What has driven performance in 3QFY12?
  • The increase in the topline was on account of modest increase in volumes. The share of other value added services was higher during the quarter .The freight charges were not hiked by the company (the increase of 11.8% in November represented the increase in surcharge by Railways which was fully passed on). For the first nine months, the company's market share has slipped to 74% (versus 75% last year).

  • The share of domestic segment in topline came down to 19% from 22% last year. The international bookings were up by 6.86% YoY. The EXIM lead distance for this year so far has declined on an annual basis and stands at 1,037 km versus 1,068 km last year. Overall lead distances are down from 1,167 km to 1,119 km. The company has witnessed highest growth at the Pipavav port, followed by Mundra port and JNPT port.

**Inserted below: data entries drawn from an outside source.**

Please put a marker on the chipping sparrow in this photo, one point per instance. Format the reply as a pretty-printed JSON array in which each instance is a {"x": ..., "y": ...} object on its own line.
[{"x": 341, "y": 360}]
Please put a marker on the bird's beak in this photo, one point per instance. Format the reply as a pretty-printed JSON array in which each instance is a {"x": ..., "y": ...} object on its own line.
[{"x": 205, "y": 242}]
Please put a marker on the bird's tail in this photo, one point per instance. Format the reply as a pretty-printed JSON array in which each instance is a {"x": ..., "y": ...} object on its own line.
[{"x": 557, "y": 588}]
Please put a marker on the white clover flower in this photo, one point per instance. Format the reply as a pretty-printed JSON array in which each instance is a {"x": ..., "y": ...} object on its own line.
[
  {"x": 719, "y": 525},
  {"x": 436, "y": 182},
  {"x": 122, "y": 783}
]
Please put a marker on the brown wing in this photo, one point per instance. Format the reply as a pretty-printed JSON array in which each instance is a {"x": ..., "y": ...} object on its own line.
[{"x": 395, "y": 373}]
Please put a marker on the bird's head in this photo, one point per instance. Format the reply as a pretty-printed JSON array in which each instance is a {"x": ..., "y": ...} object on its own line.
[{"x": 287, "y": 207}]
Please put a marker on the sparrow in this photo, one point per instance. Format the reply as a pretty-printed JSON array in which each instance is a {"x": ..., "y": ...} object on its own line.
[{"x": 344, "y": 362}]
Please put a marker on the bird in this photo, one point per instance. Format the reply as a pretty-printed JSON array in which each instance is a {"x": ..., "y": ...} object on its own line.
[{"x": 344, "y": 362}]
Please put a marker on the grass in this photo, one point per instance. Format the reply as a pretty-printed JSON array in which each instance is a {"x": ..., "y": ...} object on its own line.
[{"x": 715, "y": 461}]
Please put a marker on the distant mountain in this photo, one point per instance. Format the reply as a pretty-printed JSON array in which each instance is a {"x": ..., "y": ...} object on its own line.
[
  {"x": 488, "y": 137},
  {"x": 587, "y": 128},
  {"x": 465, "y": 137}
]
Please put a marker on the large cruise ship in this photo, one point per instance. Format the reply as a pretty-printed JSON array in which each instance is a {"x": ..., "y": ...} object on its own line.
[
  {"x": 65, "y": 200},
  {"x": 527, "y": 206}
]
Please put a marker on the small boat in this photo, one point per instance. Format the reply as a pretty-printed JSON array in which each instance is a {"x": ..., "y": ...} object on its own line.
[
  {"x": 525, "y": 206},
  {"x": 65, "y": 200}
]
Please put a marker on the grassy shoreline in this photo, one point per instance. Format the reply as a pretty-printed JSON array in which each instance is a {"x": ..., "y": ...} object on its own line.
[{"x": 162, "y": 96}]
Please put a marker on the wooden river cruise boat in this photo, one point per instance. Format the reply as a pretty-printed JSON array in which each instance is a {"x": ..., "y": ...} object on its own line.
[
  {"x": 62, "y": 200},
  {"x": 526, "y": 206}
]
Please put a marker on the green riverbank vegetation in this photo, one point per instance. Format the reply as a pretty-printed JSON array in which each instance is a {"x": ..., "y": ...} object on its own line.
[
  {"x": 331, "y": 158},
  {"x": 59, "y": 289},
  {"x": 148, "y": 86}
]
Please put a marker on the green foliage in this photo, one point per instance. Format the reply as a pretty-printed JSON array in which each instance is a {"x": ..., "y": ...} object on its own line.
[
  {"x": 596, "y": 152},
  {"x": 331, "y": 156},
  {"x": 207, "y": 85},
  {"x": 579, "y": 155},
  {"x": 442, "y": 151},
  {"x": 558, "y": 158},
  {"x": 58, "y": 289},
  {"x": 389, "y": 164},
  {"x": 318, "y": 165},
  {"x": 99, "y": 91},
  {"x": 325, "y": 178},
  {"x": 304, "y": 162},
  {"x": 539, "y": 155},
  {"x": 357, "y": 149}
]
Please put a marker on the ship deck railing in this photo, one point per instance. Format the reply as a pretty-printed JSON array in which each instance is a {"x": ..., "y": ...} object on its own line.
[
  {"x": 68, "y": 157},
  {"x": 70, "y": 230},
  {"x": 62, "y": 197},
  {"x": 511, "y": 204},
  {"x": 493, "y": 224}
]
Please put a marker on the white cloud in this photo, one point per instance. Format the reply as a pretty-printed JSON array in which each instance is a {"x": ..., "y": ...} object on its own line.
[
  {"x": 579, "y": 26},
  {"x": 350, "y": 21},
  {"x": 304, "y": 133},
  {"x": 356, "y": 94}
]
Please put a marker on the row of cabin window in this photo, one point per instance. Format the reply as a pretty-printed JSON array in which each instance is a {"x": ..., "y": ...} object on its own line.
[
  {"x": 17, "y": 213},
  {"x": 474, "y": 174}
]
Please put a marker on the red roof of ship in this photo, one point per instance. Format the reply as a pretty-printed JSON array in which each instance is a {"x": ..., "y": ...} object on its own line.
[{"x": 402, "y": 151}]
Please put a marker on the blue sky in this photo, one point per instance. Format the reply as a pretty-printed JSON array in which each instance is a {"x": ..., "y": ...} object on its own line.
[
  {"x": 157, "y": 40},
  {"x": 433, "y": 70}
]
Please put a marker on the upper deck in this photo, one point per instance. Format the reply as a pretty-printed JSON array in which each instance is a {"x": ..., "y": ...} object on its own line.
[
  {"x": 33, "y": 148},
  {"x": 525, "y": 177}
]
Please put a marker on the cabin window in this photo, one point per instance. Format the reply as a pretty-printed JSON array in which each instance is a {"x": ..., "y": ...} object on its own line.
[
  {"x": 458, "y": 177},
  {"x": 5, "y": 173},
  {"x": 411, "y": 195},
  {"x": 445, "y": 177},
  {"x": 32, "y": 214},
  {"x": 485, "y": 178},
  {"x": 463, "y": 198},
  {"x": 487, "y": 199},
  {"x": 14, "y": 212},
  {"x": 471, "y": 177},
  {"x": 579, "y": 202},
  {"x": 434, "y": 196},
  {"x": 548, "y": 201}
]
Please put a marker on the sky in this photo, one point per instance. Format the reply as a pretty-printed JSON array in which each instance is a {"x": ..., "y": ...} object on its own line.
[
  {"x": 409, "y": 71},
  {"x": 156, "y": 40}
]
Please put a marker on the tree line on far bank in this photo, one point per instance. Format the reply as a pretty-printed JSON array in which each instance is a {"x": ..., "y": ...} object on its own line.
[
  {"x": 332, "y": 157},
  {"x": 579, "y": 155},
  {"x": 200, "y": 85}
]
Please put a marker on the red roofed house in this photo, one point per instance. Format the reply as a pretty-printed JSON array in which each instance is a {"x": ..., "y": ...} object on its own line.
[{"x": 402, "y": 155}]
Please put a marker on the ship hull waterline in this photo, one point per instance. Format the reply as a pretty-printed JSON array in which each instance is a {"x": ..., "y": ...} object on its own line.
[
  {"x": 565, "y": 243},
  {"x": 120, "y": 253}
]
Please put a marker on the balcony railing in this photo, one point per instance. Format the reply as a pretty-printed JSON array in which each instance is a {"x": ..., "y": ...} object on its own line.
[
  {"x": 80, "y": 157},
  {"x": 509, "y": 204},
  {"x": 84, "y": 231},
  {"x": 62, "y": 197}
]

    Segmentwise performance summary
    (Rs m) 3QFY11 3QFY12 Change 9mFY11 9mFY12 Change
    EXIM revenues 7,616 8,513 11.8% 22,151 24,223 9.4%
    EXIM EBIT 2,346 2,273 -3.1% 6,421 6,661  
    EXIM EBIT Margins (%) 30.8% 26.7%   29.0% 27.5%  
    Domestic revenues 2,095 1,949 -7.0% 6,161 5,676 -7.9%
    Domestic EBIT 239 215 -10.3% 715 506 -29.2%
    Domestic EBIT Margins (%) 11.4% 11.0%   11.6% 8.9%  

  • The operating profits for the quarter registered a decline of 1.1% YoY during the quarter. The margins for the quarter slipped down to 26.5% versus 28.9% last year. As per the management, the company has been facing issue of running higher number of empty rakes due to which costs have gone up. The increase in the number of empty rakes is on account of traffic imbalance amongst the ports and imbalance between imports and exports. Segmentwise, the margins in the domestic segment stood at 11.0% for the quarter (versus 11.4% last year) while margins for the EXIM segment stood at 26.7% (versus 30.8% last year).
    Cost break up
    (Rs m) 3QFY11 3QFY12 Change 9mFY11 9mFY12 Change
    Consumption of raw materials 5,371 5,985 11.4% 15,998 17,005 6.3%
    as a % of sales 55.3% 57.2%   56.5% 56.9%  
    Staff costs 209 247 18.1% 605 706 16.7%
    as a % of sales 2.2% 2.4%   2.1% 2.4%  
    Other expenditure 1,325 1,456 9.9% 3,814 4,188 9.8%
    as a % of sales 13.6% 13.9%   13.5% 14.0%  
    Total expenditure 6,905 7,688 11.3% 20,417 21,899 7.3%
    as a % of sales 71.1% 73.5%   72.1% 73.2%  

  • The net profits for the quarter registered an increase of 5.1% YoY. The performance at the net profits level was better than that at the operating level. This is due to 46% YoY increase in 'Other income' and lower tax expense, partially offset by high depreciation charges.

What to expect?
At the current price the stock is trading at a PE (Price to earnings multiple on trailing 12 months basis) of 14.4. Higher empty running has become a major issue for the company. Besides, the business conditions in the domestic segment still remain adverse. The management has given a guidance of 7.5% -10% growth in the volumes in EXIM segment. While domestic segment remains subdued this year, the management expects 10%-12% growth in the domestic segment next year (on a lower base this year). In the current fiscal year, on account of poor prospects in domestic segment, the company has gone slow on wagon acquisition plans. While business from Logistics Park has a huge growth potential in the long term, land acquisition still remains an issue. Due to shift in the traffic across ports (from JNPT to Mundra and Pipavav), lead distances have also been shortening which is negative for the company's business.

The company doesn't expect any freight hike in the next six seven months as transportation scenario already looks dark. Going forward, policy changes remain will determine the business prospects. The stock price has seen an appreciation of 16% since the beginning of this year which we believe takes into account the growth prospects of the business and offers limited upside from here.